PRODUCER/WRITER/DIRECTOR: Arthur Pierson

CINEMATOGRAPHER: Lucien Andriot

As Young as You Feel (1951)

Monty Wooley, Thelma Ritter, David Wayne, Constance Bennett, Marilyn Monroe (Harriet)

A sixty-five-year-old factory worker (Wooley), forced into an unwanted retirement, impersonates the company president and saves the firm from bankruptcy, proving his worth and saving his job. Solid cast makes the story believable, with Marilyn in small role as an office worker. Marilyn devotees know this is the film where she and Arthur Miller first met. 77 minutes.

20th Century-Fox

PRODUCER: Lamar Trotti

DIRECTOR: Harmon Jones

WRITER: Lamar Trotti (story by Paddy Chayevsky)

CINEMATOGRAPHER: Joe McDonald

Love Nest (1951)

William Lundigan, June Haver, Marilyn Monroe (Roberta “Bobbie” Stevens)

A post–World War II sex comedy, without the sex and short on comedy, with ex-GI Lundigan and Haver as newlyweds and new owners of an aged brownstone in New York. Tenant and ex-WAC, Marilyn’s role is described in one review as “an extended cameo,” the highlight being a scene in which she emerges from the shower draped only in a towel. 84 minutes.

20th Century-Fox

PRODUCER: Jules Buck

DIRECTOR: Joseph Newman

WRITER: I. A. L. Diamond

CINEMATOGRAPHER: Lloyd Ahern

Let’s Make It Legal (1951)

Claudette Colbert, Macdonald Carey, Zachary Scott, Robert Wagner, Marilyn Monroe (Joyce Mannering)

Miriam and Hugh Halsworth (Colbert and Carey), after a twenty-year marriage, are in the throes of a divorce when an old suitor (Zachary Scott) of hers rolls into town. Marilyn’s contributions are mostly decorative as she spends much of her screen time in a swimsuit. Of the romantic comedy, one critic wrote, “[It] feels overstretched even at an hour and a quarter.” It’s hard to believe that this is the best Miss Colbert could manage following her withdrawal only a year earlier for medical reasons as Margo Channing in All About Eve, giving Bette Davis the role of a lifetime. 77 minutes.

20th Century-Fox

PRODUCER: F. Hugh Herbert

DIRECTOR: Richard Sale

COWRITERS: I. A. L. Diamond and F. Hugh Herbert

CINEMATOGRAPHER: Lucien Ballard

Clash by Night (1952)

Barbara Stanwyck, Paul Douglas, Robert Ryan, Marilyn Monroe (Peggy)

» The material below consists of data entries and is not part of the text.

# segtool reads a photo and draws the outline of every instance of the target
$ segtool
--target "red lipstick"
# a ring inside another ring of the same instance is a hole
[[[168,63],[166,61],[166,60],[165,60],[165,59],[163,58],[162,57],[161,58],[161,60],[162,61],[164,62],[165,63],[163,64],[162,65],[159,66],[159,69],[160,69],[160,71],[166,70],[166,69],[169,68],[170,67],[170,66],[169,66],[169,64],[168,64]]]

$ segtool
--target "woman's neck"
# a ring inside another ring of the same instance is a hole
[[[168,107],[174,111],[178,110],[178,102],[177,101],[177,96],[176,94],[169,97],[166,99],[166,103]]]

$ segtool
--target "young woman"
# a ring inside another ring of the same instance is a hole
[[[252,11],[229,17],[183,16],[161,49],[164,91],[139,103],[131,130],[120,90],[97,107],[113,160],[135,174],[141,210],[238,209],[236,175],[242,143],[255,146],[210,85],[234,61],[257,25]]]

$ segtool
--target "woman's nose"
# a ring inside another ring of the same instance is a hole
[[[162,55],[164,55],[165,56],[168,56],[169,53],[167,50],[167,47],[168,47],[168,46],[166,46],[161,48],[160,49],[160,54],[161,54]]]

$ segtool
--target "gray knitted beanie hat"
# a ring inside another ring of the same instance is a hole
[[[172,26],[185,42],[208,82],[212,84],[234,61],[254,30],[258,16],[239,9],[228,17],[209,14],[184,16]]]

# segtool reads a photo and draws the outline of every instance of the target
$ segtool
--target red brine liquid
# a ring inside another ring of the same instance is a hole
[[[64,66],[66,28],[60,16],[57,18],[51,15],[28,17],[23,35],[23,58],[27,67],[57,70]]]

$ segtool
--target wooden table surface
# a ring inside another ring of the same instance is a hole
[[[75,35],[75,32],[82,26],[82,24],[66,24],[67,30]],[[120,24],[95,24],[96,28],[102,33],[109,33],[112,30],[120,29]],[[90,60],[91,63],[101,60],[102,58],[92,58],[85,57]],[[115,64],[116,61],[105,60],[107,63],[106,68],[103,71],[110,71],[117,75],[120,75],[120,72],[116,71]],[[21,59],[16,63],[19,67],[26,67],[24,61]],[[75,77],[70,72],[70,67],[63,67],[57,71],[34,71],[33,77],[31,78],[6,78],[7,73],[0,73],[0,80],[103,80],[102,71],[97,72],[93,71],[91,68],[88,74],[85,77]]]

After a hard-knock life in New York, Mae Doyle (Stanwyck) returns to her hometown, a coastal California village, to live with her fisherman brother. She is courted by a boat owner, Jerry (Douglas), eventually marries him, has a child, and begins an adulterous, reckless affair with the brutal Earl (Robert Ryan), all under the nose of her husband. Monroe is a cannery worker, married to Mae’s brother, and they both look great in their beachwear, but add nothing to the goings-on in this noirish melodrama. 105 minutes.